Their names are Hillary, Alimatu, Ramatu and Jariatu. And they all have one thing in common: All four girls were saved from the cruel female genital mutilation (FGM) by Waris Dirie and her Desert Flower Foundation in Sierra Leone. Instead of the senseless, so painful and often life-threatening circumcision, they can attend school in their home country, as they are part of our sponsorship project "Save A Little Desert Flower".
And all four have big plans for the future:
- Hillary's in fourth grade at Anerdan School. "I want to be a nurse one day," she says. An outstanding feature of Hillary is that, despite her 11 years, she consciously addresses the issue of female circumcision and thus creates discussion in her class and the community. In most cases, Hillary tells stories during breaks, while all the children sit around her and listen. It was her who made public the news of a secret circumcision ceremony of two young girls attending Baptist Real School in Allentown. Hillary lives with her mother Sidi. With the support of the Desert Flower Foundation, Hillary can not only attend school, but also supports her two older brothers.
- Alimatu is 10 years old and comes from a Muslim family. "I would like to own a shop some day," she explains. She is very good at sports, is loved by many, her favourite subjects are mathematics and natural sciences. She comes from Muslim backgrounds, but like many other children in Sierra Leone she is also allowed to attend a Catholic school. Alimatus' grandmother is very happy about the support of the sponsorship project and makes sure that her granddaughter goes to school regularly.

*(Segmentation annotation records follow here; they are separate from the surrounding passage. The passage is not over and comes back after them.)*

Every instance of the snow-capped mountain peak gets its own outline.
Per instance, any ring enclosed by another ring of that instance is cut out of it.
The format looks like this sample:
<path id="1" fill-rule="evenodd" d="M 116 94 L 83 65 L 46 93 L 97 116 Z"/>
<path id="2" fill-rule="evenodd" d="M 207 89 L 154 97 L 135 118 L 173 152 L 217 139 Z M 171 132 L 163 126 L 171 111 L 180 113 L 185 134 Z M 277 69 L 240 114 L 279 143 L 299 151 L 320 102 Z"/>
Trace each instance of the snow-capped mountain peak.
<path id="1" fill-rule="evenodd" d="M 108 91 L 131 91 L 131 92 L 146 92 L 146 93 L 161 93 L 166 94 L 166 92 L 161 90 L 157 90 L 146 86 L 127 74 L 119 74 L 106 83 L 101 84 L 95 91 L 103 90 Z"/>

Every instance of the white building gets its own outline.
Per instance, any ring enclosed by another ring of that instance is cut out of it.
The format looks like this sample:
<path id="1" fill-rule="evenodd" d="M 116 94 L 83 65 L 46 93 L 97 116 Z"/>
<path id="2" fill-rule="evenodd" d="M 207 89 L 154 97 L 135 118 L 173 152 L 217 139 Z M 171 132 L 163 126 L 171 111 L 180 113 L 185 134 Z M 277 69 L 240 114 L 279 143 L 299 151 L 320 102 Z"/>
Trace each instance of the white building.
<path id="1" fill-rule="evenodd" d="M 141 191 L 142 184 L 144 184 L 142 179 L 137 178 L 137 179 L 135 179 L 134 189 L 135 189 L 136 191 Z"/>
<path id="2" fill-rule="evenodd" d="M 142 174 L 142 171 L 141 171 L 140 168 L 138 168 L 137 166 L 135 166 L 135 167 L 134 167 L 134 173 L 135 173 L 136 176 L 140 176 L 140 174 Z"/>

- Ramatu is one of our beneficiaries in the Allentown community. She attends Anerdan Junior Secondary School. "I want to be a lawyer," says Ramatu. She has been sponsored by us since 2014 and still benefits from the program today. Her family uses the support to pay school fees and books, but has also been able to establish a retail business with some of the funds. At the end Ramatu would like to thank all donors: "The help has a big influence on the whole life in my community".
- Jariatu is a "Desert Flower" from the Newton community and attends the St. Clement Senior Secondary School. She says that years ago she had to drop out of school due to a lack of funds. But fortunately this has changed again with her inclusion in the Desert Flower Foundation program. Her family is very grateful for the support and uses the money for school materials and fees. Jariatu also explains how important the help is, as 95 percent of parents are illiterate in their community.
To explain: Before all these "Desert Flowers" were even financially supported, their families had to commit themselves contractually to refrain from genital circumcision of their girls. The intact condition of the girls is checked twice a year by a local paediatrician.